For the purpose of this blog post, I have a text file having 1500 tweets:
2. Open web browser > Go to your cluster in Hadoop on Azure
3. RDP into your Hadoop on Azure cluster
4. Copy-Paste the File. It’s a small data file so this approach works for now.
Step 2: Create a Hive Table and load the data uploaded in step 1 to the Hive Table
1. Stay on the machine that you Remote Desktop (RDP’ed) into.

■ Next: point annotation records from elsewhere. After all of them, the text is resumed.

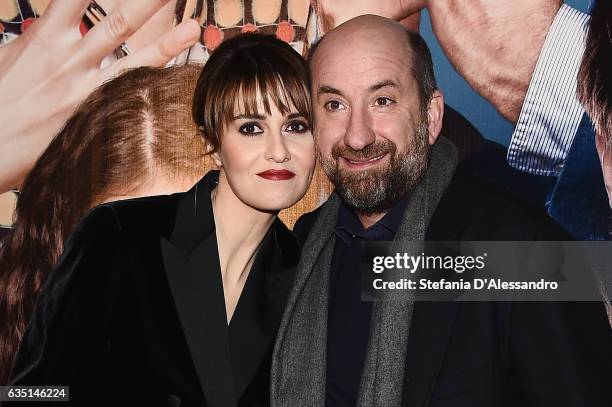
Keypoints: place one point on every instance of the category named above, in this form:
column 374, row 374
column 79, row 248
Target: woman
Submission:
column 88, row 163
column 184, row 309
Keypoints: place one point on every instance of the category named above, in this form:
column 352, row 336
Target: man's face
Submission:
column 370, row 131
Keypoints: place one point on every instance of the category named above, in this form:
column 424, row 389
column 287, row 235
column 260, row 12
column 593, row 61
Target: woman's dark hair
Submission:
column 134, row 128
column 241, row 69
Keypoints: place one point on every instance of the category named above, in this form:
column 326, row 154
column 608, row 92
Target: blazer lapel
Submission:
column 257, row 314
column 192, row 267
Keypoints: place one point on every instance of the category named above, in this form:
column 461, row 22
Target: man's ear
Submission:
column 435, row 112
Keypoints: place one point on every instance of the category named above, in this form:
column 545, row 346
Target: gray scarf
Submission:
column 299, row 360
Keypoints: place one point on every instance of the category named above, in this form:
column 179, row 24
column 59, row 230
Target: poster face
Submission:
column 305, row 202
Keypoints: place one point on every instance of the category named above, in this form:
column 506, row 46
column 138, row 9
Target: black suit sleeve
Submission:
column 65, row 341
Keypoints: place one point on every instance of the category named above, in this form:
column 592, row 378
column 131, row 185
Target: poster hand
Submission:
column 51, row 68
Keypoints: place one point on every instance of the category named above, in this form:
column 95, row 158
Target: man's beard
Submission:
column 377, row 190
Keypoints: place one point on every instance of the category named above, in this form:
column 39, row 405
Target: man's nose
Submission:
column 359, row 133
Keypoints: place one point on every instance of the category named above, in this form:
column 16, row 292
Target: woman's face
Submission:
column 268, row 159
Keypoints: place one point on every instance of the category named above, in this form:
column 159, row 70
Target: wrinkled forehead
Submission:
column 362, row 69
column 362, row 51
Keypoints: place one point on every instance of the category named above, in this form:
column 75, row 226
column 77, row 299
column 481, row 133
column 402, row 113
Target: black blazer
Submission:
column 134, row 311
column 487, row 354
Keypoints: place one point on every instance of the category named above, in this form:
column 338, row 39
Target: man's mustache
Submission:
column 370, row 151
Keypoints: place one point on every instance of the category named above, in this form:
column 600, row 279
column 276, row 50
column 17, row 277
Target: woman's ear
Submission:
column 217, row 159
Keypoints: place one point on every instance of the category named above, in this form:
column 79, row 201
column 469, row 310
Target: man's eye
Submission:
column 250, row 129
column 383, row 101
column 297, row 127
column 333, row 105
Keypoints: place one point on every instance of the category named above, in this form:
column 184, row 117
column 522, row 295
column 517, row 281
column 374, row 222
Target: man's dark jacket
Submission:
column 501, row 353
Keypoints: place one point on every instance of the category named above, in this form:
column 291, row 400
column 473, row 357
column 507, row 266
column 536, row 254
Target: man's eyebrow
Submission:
column 253, row 116
column 383, row 84
column 328, row 89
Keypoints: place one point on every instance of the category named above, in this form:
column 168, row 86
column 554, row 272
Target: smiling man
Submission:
column 377, row 118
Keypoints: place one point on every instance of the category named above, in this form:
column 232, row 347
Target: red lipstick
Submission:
column 276, row 175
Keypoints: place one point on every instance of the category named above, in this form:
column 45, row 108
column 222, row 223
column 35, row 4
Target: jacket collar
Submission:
column 194, row 217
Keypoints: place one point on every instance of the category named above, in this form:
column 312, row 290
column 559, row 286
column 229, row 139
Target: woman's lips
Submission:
column 276, row 175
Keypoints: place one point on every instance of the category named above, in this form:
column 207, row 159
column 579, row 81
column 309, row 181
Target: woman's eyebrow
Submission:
column 253, row 116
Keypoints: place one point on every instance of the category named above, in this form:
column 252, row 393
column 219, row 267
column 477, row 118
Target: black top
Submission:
column 134, row 311
column 348, row 316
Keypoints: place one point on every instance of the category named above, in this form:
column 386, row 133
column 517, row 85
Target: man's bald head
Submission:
column 373, row 33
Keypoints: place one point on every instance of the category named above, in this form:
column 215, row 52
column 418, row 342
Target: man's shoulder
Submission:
column 305, row 223
column 475, row 210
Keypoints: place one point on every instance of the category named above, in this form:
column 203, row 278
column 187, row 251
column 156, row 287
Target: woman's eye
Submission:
column 297, row 127
column 333, row 105
column 383, row 101
column 250, row 129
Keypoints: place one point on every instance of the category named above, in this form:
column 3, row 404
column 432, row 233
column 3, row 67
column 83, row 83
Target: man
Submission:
column 377, row 117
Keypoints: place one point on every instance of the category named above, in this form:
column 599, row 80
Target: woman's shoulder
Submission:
column 287, row 242
column 146, row 215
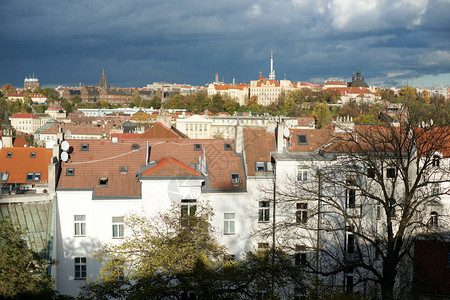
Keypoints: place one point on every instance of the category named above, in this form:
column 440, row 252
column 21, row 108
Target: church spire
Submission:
column 103, row 84
column 272, row 71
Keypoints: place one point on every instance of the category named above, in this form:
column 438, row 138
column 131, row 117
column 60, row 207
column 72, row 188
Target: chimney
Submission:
column 279, row 136
column 239, row 139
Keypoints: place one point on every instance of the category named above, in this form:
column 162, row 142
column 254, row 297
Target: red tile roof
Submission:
column 221, row 163
column 258, row 143
column 103, row 160
column 159, row 130
column 24, row 116
column 21, row 163
column 169, row 166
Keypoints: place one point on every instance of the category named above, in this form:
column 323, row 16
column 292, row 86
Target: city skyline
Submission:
column 394, row 44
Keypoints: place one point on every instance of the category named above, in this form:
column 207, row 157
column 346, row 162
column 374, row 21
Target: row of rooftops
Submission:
column 113, row 167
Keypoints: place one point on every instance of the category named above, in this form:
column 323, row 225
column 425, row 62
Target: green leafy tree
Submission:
column 22, row 273
column 8, row 88
column 137, row 100
column 323, row 115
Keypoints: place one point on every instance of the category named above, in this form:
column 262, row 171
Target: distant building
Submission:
column 358, row 81
column 31, row 83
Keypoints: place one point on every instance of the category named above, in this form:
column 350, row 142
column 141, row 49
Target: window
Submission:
column 302, row 173
column 435, row 161
column 123, row 169
column 235, row 180
column 263, row 246
column 264, row 211
column 260, row 166
column 300, row 255
column 33, row 176
column 80, row 225
column 435, row 189
column 302, row 140
column 188, row 207
column 390, row 173
column 301, row 215
column 434, row 219
column 351, row 198
column 118, row 227
column 350, row 243
column 4, row 177
column 228, row 223
column 80, row 267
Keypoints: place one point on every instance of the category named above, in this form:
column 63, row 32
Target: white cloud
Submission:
column 255, row 11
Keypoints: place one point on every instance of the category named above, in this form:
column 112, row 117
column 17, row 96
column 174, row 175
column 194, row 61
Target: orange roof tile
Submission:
column 169, row 166
column 24, row 116
column 20, row 163
column 104, row 159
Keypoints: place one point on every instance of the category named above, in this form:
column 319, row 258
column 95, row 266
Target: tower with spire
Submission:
column 103, row 84
column 272, row 71
column 7, row 130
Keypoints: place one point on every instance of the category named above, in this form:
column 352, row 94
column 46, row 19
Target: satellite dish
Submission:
column 64, row 156
column 65, row 145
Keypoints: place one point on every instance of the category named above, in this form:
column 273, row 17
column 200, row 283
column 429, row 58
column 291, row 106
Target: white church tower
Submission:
column 272, row 71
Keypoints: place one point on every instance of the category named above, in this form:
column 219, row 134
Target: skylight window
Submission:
column 33, row 176
column 302, row 140
column 235, row 179
column 260, row 166
column 123, row 169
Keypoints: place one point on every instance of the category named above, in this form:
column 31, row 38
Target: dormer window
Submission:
column 260, row 166
column 235, row 179
column 302, row 140
column 435, row 161
column 123, row 169
column 33, row 176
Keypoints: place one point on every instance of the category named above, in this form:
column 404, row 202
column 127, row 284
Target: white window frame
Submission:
column 80, row 268
column 264, row 212
column 229, row 223
column 79, row 225
column 118, row 227
column 301, row 213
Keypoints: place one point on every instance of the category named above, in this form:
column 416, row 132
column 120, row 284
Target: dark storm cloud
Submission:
column 138, row 42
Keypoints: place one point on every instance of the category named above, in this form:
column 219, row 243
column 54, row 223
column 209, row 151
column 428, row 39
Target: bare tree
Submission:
column 360, row 200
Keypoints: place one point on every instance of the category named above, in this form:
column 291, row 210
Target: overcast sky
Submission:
column 394, row 42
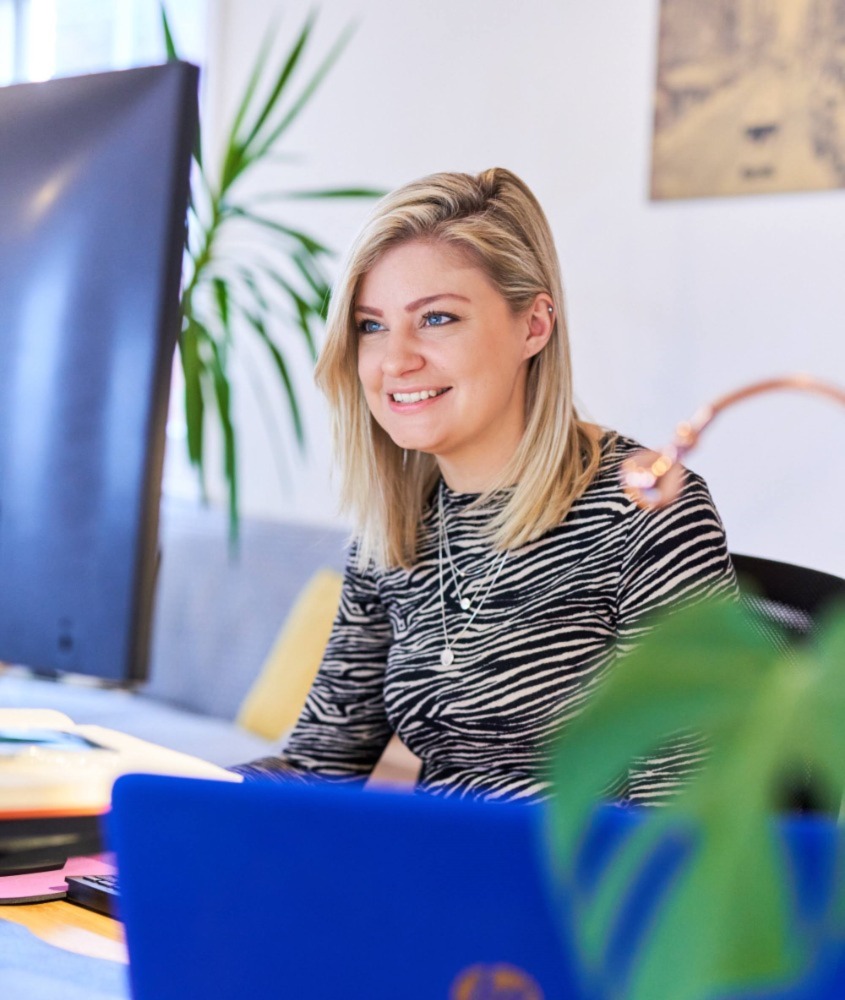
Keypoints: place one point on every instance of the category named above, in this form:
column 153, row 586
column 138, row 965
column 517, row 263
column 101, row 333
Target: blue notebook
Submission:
column 289, row 891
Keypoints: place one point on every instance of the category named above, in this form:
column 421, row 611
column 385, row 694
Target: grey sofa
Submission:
column 217, row 615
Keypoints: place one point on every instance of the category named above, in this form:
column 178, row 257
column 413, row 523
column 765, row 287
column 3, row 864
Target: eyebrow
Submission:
column 416, row 304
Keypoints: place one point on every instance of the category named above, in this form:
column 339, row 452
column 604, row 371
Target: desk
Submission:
column 59, row 950
column 71, row 927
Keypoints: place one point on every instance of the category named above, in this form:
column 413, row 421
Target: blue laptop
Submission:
column 288, row 891
column 268, row 890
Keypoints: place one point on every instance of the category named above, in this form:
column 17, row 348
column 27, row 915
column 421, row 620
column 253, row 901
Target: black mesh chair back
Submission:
column 792, row 597
column 788, row 602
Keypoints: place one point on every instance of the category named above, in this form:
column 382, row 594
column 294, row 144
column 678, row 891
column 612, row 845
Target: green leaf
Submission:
column 317, row 194
column 281, row 367
column 726, row 923
column 312, row 245
column 269, row 141
column 304, row 311
column 173, row 56
column 281, row 81
column 233, row 156
column 704, row 666
column 223, row 396
column 170, row 46
column 194, row 409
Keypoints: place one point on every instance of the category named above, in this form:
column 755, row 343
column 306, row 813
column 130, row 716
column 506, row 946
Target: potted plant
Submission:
column 247, row 272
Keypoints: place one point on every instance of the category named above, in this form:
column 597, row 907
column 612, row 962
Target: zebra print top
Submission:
column 558, row 612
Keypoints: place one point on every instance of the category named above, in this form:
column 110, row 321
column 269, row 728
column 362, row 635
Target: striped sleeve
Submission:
column 674, row 556
column 343, row 728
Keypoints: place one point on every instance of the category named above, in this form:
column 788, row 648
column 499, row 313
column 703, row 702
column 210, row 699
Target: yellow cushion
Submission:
column 273, row 703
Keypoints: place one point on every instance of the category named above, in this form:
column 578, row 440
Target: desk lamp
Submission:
column 654, row 482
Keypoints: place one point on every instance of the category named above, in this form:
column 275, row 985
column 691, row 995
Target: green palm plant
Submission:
column 727, row 922
column 246, row 271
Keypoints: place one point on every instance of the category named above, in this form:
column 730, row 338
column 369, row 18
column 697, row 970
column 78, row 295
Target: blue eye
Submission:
column 438, row 319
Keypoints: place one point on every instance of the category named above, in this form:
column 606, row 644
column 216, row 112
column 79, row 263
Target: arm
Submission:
column 343, row 728
column 673, row 557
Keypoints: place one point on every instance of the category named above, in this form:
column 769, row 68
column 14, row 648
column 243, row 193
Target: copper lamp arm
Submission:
column 655, row 482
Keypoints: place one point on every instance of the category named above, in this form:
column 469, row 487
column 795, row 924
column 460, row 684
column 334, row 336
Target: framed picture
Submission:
column 750, row 97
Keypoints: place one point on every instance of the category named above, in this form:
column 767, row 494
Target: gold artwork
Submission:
column 750, row 97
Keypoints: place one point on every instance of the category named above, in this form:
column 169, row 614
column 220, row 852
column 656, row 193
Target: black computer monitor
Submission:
column 94, row 180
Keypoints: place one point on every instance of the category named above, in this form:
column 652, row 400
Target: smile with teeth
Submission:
column 416, row 397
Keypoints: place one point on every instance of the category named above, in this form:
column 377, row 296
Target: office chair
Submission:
column 792, row 599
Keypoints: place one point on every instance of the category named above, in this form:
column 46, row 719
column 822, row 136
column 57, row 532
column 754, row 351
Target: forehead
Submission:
column 423, row 267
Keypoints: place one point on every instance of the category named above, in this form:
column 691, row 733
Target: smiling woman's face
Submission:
column 443, row 360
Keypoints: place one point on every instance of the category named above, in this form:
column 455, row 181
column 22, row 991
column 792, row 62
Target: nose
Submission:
column 401, row 353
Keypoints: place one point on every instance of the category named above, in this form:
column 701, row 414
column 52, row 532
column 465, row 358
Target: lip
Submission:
column 420, row 404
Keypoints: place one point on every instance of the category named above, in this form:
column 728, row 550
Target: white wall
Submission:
column 670, row 304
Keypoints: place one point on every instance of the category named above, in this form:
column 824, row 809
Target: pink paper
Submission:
column 41, row 886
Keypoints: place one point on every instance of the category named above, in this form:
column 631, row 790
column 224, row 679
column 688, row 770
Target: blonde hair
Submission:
column 494, row 220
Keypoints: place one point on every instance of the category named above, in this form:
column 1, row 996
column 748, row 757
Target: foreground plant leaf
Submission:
column 726, row 922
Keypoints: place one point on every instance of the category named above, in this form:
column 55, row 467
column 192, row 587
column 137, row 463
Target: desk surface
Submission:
column 71, row 927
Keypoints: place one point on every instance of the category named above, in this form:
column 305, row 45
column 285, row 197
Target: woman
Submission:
column 497, row 567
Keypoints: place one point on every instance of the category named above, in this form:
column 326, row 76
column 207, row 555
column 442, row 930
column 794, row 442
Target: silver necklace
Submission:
column 447, row 654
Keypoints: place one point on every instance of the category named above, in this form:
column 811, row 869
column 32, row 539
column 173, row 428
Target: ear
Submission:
column 541, row 318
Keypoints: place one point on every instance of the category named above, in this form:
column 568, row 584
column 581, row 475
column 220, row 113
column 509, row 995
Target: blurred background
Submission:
column 670, row 303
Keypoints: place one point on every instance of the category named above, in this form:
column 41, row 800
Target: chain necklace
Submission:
column 447, row 655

2. Open the Hadoop command line (you’ll see a icon on your Desktop)
3. switch to Hive:
4. Use the following Hive Commands:
DROP TABLE IF EXISTS TweetSampleTable;
CREATE TABLE TweetSampleTable ( id string, text string, favorited string, replyToSN string, created string, truncated string, replyToSID string, replyToUID string, statusSource string, screenName string );
LOAD DATA LOCAL INPATH ‘C:appsdistexamplesdatatweets.txt’ OVERWRITE INTO TABLE TweetSampleTable;
Note that for the purpose of this blog-post, I’ve chose string as data type for all fields. This is something that depends on the data that you have. If I were building a solution, I would spend some more time choosing the right data type.
Step 3. Analyze data in Hive via Excel Add-in
1. Switch to Hadoop on Azure Dashboard
2. Go to the Hive Console and run the show tables to verify that there is a tweetsampletable.
3. Now if you haven’t, Download and Install the Hive ODBC Driver from the Downloads section of your Hadoop on Azure Dashboard.